Rasa kehilangan atas bapak-ibu, telah digantikan dengan suatu hubungan yang istimewa dengan Bapa. Saya bergantung lebih dari biasanya, Tuhan tidak lagi jauh tapi sungguh melekat dalam hati. Kalau waktu bapak masih ada,setiap hari harus bertemu, maka sekarang setiap waktu maunya ‘kontak’ terus dengan Bapa di surga. Bahkan untuk saya Yesus bukan hanya Mesias, tapi juga Kakak Sulung yang didambakan dari kecil. Waktu SD saya sering bertanya pada ibu, kenapa Tuhan menjadikan saya anak sulung perempuan, kenapa bukan laki2, kenapa saya tidak diberikan kakak laki2 agar bisa mengatasi 4 adikku laki2 yang nakal2 (waktu itu; sekarang ada 6). Ibu hanya tersenyum menjawab, Tuhan pasti memberikan yang terbaik untuk kamu. Now I know the answer.
Untuk saya Yesus bukan saja Pemimpin, tapi Ahli Manajemen, yang memimpin dalam usaha saya dan dalam setiap organisasi dimana saya terlibat. Ahli Keuangan, Ahli Bangunan, Ahli Moneter juga Ahli Hukum dan Politik tempat saya bertanya. Dan kalau Yesus yang di atas segala-galanya, The Master of Everything, telah merendahkan diri Nya, sengsara, wafat dan bangkit demi kita, maka teladan yang sama lah yang kita ikuti untuk mau merendahkan diri melayani keluarga, karyawan, pelanggan dan supplier bahkan bagi umat serta masyarakat yang Tuhan percayakan bagi kita.

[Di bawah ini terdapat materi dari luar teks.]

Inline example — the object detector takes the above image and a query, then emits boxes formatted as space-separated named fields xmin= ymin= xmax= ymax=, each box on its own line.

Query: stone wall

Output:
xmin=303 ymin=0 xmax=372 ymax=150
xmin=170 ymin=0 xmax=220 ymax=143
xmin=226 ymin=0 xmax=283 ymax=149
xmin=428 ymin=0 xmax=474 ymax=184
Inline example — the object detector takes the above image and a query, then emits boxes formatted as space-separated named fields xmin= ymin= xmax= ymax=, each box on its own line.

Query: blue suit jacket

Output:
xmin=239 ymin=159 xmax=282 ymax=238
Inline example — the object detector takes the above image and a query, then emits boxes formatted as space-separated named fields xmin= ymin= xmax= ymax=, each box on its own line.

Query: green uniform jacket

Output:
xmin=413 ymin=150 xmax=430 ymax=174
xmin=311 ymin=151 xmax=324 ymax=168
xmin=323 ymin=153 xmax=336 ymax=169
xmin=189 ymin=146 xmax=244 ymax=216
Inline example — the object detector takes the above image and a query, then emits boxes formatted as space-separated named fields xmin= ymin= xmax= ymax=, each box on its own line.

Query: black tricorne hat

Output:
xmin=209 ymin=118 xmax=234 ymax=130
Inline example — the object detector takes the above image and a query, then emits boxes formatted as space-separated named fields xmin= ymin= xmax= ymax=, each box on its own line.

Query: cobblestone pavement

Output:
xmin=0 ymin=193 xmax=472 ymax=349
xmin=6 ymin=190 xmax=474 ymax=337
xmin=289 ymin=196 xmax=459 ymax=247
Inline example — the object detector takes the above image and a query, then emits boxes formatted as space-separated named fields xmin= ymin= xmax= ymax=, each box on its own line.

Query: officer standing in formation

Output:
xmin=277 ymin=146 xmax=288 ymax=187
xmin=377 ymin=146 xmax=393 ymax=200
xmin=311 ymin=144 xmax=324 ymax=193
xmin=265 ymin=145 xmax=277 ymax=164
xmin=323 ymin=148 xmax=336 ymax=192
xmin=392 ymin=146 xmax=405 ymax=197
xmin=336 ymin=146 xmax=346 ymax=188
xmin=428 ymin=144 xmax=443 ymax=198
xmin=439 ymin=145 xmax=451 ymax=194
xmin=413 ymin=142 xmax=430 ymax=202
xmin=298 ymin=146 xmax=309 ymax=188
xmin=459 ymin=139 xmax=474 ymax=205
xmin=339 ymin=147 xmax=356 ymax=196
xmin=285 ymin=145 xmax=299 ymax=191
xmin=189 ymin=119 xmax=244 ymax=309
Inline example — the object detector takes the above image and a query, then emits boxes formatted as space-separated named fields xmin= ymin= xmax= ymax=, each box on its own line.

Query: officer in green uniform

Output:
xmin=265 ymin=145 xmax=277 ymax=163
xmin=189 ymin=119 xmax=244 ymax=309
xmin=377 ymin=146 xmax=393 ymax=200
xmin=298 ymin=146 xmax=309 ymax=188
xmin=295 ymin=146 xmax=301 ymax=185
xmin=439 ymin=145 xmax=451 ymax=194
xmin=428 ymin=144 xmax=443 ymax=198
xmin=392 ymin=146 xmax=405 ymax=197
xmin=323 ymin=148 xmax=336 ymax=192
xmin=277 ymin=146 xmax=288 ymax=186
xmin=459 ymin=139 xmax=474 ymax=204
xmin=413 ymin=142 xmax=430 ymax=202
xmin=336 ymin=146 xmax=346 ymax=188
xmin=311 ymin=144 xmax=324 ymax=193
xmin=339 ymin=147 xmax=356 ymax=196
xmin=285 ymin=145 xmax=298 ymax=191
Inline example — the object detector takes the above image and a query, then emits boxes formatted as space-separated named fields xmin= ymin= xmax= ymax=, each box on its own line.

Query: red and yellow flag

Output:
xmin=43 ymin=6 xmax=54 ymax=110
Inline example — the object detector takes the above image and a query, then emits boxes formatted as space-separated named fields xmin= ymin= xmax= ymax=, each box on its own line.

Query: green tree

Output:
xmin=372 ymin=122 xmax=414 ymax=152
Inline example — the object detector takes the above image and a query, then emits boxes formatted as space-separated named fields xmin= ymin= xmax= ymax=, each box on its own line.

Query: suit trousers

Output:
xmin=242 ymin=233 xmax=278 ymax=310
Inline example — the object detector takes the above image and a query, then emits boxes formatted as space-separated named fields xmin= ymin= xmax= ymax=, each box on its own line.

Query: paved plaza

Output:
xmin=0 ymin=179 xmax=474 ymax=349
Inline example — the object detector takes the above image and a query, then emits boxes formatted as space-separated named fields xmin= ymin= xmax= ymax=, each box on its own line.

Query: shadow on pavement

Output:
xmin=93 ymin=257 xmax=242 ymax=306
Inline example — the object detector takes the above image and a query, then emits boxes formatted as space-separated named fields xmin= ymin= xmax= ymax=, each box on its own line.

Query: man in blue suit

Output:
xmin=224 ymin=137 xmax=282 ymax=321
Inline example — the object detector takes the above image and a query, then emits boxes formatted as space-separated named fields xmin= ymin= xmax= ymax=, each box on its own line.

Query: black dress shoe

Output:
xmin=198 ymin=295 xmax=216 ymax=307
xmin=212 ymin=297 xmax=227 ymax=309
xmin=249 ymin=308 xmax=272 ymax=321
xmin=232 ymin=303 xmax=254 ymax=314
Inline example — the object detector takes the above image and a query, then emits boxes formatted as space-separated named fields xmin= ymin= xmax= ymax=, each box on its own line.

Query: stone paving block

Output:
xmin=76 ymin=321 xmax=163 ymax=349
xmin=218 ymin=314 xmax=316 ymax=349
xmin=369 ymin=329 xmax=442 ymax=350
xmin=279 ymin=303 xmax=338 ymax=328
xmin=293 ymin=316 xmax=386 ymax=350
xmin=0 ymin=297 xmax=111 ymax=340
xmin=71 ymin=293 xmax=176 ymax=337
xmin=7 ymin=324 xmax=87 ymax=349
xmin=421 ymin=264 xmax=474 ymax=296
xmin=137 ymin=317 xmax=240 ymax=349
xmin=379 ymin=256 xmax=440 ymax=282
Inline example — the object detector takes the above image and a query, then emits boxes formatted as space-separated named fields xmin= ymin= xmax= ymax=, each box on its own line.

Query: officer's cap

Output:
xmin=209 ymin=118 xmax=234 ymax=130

==========================================================

Bacaan: Matius 23: 8-12

Tetapi kamu, janganlah kamu disebut Rabi; karena hanya satu Rabimu dan kamu semua adalah saudara. Dan janganlah kamu menyebut siapapun bapa di bumi ini, karena hanya satu Bapamu, yaitu Dia yang di sorga. Janganlah pula kamu disebut pemimpin, karena hanya satu Pemimpinmu, yaitu Mesias. Barangsiapa terbesar di antara kamu, hendaklah ia menjadi pelayanmu. Dan barangsiapa meninggikan diri, ia akan direndahkan dan barangsiapa merendahkan diri, ia akan ditinggikan.